Earlier this year, Terra offered $500 million for an oceanfront condo complex, built in 1966, in Miami Beach. By gross margins, the deal could mark the largest buyout in South Florida to date. But these buyouts are difficult to close because they often require the approval of most, if not all, condo owners, and Terra’s deal has yet to close. Further up the coast, the residents of oceanfront trailer park Briney Breezes rejected a $503 million buyout offer for their property which is not subject to the same reforms, protesting that the buyout offer wasn’t high enough. 

Other condo owners are less fortunate. If there are no buyout offers, and renovations aren’t completed, insurance companies may decline to provide coverage. And if unpaid bills mout, condo complexes can fall under receivership. Finding new housing that’s comparable has become difficult following the pandemic, when droves of wealthy Northerners decamped to the Sunshine State, which sent prices surging and diminished supply.

“The cost of the dream, of waking up to an ocean view, has clearly gone up,” Lewis said. 

As some condo owners grapple with the new realities of waterfront living, the cause of Champlain’s collapse still remains unknown. The leading investigation by the federal government’s National Institute of Standards and Technology (NIST) could take months, even years, to conclude. But NIST’s investigators said this month that Champlain’s design was flawed, the building had failed to meet codes, and that its pool deck was weak. 

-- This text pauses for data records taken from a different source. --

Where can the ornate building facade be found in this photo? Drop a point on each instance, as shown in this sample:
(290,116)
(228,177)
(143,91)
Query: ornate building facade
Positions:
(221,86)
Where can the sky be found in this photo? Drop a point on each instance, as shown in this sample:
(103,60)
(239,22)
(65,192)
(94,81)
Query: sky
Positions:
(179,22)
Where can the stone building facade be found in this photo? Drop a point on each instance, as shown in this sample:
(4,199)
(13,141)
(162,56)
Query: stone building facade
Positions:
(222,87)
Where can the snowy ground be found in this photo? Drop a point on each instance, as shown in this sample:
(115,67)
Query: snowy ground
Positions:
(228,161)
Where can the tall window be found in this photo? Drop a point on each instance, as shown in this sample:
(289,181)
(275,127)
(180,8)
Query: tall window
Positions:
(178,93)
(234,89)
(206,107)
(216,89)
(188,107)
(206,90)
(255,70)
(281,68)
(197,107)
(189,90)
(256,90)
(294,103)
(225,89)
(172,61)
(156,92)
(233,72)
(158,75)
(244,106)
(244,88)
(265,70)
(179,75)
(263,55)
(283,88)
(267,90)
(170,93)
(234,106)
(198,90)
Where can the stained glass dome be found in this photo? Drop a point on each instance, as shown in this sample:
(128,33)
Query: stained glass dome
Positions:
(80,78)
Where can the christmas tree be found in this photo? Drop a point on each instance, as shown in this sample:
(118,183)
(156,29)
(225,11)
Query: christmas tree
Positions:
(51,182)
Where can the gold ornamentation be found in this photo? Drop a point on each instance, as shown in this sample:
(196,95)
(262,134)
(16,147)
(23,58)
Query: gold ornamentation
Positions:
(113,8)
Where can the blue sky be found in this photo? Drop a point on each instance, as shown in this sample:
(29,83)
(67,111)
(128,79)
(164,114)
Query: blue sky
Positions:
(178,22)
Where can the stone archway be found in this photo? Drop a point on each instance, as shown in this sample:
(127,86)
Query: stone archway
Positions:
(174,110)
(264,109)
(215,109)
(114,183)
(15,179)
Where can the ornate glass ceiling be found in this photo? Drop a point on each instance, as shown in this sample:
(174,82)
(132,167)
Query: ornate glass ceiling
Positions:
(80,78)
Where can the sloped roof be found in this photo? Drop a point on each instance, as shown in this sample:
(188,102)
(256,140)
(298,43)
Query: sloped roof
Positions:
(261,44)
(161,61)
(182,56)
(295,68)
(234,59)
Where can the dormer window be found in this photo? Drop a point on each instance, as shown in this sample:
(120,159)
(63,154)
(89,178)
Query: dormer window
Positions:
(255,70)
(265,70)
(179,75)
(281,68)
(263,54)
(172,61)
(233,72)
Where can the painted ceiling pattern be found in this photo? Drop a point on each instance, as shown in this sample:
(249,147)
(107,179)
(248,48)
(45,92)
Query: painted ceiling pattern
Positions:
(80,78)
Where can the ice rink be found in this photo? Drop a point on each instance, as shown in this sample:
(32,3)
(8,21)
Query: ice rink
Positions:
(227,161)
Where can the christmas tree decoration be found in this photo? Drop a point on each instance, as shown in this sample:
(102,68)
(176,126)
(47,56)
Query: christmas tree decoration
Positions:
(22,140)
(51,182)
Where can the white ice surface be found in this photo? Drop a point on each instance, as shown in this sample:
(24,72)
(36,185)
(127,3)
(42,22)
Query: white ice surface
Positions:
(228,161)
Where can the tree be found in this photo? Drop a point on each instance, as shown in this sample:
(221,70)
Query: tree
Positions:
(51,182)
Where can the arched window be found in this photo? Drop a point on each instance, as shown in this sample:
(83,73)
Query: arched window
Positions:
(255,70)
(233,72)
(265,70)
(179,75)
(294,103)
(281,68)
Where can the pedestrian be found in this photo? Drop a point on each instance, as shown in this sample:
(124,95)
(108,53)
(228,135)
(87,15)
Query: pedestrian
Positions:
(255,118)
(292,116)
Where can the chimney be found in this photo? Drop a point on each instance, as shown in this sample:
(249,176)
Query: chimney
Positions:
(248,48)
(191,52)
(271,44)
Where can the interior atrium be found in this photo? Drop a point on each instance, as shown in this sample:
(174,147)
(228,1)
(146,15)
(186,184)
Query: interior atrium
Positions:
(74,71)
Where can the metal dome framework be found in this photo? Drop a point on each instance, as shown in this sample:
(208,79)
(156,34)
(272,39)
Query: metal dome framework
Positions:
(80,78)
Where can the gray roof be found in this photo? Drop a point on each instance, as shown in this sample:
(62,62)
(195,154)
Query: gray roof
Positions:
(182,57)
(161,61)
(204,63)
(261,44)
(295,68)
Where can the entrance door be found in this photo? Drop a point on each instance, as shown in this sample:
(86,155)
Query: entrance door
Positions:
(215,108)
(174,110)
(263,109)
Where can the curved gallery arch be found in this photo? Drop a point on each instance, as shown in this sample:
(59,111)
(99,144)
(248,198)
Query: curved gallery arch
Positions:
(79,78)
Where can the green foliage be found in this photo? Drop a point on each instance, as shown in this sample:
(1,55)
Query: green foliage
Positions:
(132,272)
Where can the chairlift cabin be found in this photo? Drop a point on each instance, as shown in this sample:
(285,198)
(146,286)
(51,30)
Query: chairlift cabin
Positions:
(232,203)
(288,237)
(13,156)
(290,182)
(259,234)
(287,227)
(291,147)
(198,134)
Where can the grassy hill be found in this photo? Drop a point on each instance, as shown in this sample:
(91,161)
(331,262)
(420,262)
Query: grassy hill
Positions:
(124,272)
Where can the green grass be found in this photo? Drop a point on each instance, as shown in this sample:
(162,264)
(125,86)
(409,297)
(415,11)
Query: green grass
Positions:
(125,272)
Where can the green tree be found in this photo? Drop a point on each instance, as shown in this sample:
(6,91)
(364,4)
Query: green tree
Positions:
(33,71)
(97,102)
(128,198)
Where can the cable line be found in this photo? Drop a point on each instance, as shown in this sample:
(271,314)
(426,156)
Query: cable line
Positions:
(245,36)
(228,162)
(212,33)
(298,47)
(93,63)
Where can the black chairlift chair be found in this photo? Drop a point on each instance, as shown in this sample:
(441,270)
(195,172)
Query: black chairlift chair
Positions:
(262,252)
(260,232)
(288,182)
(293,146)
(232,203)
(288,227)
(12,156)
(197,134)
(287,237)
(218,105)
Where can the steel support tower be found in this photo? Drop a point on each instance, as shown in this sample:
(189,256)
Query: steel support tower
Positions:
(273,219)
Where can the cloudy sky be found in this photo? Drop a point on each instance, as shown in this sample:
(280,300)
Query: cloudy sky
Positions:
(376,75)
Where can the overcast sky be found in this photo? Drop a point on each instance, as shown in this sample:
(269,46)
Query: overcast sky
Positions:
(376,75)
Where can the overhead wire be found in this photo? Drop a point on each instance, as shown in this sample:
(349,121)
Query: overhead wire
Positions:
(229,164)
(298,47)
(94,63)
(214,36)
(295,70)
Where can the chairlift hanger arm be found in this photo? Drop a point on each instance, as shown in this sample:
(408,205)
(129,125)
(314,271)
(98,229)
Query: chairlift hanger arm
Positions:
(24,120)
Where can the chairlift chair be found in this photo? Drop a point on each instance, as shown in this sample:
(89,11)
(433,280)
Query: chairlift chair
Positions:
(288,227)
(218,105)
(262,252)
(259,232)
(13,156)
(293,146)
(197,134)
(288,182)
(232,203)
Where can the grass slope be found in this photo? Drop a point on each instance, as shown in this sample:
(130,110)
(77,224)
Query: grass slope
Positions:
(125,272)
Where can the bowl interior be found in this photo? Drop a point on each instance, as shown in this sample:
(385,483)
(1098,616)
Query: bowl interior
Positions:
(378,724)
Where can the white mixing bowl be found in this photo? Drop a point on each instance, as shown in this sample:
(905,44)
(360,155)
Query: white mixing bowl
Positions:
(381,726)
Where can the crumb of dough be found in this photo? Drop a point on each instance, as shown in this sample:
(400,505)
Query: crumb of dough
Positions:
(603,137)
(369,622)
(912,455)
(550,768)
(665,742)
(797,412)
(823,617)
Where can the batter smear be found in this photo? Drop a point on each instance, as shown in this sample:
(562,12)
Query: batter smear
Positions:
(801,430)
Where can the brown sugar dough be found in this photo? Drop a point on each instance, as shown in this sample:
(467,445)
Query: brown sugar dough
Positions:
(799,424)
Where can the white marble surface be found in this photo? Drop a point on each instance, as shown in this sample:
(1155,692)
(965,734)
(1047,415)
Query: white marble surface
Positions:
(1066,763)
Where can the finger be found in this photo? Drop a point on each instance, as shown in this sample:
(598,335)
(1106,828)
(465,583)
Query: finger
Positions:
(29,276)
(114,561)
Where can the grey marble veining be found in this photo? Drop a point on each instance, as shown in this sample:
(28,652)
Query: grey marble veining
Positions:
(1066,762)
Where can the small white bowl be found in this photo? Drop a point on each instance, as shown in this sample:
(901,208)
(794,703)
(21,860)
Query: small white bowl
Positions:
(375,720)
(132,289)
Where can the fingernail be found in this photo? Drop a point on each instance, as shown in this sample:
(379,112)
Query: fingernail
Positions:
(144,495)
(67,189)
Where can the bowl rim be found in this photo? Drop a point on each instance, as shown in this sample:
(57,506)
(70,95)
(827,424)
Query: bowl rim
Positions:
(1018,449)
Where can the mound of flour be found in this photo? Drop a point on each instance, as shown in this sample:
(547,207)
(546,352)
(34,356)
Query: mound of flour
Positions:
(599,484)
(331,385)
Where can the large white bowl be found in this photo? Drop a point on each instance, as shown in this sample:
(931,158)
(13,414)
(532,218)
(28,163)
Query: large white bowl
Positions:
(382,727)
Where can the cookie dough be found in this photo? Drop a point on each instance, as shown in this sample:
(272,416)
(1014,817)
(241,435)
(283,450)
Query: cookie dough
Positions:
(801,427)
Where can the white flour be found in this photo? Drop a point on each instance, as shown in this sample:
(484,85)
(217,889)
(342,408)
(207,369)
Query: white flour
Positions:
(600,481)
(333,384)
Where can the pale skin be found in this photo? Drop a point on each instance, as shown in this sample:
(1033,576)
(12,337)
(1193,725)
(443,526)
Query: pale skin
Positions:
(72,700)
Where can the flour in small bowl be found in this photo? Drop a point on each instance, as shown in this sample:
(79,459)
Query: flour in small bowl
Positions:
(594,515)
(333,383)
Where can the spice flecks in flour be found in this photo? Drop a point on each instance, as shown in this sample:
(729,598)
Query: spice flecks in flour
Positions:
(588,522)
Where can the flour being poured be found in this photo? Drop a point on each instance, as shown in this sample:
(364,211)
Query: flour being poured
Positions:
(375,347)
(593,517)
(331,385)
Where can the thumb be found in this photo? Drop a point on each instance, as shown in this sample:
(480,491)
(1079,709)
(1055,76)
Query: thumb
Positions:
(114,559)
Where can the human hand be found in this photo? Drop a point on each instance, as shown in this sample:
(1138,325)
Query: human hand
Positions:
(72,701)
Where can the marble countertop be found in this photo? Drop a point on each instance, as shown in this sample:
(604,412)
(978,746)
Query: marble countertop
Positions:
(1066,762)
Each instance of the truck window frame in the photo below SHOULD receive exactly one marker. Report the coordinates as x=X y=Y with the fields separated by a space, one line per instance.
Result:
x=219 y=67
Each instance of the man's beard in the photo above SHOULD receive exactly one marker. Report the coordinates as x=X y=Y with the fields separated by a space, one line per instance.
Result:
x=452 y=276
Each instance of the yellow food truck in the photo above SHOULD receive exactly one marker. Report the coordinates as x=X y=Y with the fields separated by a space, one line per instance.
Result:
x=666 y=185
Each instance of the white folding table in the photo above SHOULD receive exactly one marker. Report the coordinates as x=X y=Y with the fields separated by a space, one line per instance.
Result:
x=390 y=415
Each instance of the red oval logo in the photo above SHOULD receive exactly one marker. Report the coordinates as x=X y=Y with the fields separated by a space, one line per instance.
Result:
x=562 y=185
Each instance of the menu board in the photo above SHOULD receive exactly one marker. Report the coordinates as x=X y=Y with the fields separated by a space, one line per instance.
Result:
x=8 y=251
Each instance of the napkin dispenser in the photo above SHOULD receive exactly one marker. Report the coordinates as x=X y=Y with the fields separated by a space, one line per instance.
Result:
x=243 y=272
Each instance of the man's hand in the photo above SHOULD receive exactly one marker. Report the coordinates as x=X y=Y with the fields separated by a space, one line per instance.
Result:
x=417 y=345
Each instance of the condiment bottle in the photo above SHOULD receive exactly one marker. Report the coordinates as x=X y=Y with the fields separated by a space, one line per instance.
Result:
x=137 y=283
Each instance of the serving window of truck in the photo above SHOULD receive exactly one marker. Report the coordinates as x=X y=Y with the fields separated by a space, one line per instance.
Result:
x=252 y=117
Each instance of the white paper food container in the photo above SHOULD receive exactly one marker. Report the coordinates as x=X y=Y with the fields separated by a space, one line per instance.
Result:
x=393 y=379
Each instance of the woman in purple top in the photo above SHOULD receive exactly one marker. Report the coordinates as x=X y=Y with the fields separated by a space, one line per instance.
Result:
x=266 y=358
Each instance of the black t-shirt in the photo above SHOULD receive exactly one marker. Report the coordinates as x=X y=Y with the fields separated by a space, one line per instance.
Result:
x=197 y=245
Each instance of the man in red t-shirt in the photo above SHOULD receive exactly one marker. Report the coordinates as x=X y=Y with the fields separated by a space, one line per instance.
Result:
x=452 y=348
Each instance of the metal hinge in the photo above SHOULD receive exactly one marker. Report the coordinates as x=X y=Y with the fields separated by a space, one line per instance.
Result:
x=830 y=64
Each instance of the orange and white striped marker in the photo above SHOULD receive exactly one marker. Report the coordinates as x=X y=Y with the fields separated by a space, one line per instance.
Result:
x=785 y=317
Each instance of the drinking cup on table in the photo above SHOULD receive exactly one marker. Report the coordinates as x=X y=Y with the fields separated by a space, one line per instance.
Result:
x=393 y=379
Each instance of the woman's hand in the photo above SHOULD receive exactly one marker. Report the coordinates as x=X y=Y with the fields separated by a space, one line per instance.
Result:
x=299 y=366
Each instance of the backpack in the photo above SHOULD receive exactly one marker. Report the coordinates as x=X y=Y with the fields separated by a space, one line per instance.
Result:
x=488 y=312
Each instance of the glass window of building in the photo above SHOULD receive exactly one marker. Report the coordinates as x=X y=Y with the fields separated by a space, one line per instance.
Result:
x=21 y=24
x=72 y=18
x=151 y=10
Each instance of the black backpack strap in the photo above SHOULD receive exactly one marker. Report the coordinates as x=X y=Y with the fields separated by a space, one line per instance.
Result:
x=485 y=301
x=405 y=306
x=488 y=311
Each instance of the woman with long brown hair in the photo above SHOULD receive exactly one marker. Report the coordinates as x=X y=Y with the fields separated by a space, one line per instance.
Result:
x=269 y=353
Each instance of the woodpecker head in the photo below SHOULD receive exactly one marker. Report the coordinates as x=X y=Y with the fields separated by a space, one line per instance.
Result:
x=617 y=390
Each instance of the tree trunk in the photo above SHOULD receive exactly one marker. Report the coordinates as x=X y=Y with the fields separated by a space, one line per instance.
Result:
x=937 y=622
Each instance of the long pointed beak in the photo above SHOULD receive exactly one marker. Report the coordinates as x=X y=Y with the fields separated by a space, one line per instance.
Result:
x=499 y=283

In Miami, an area that prides itself on championing the next big thing, even the ill-fated site is set to welcome another condominium. Earlier this month, Damac International, the Dubai-based developer that purchased the 1.8-acre parcel for $120 million a year ago, unveiled plans to build a 12-story luxury condominium and hired the firm of the late star architect Zaha Hadid to design the project.

“To see a high-end development built would be very hard for all of us,” Carlos Wainberg, who lost family members in the collapse, said during a court hearing in 2021. The land is “kind of a burial site.”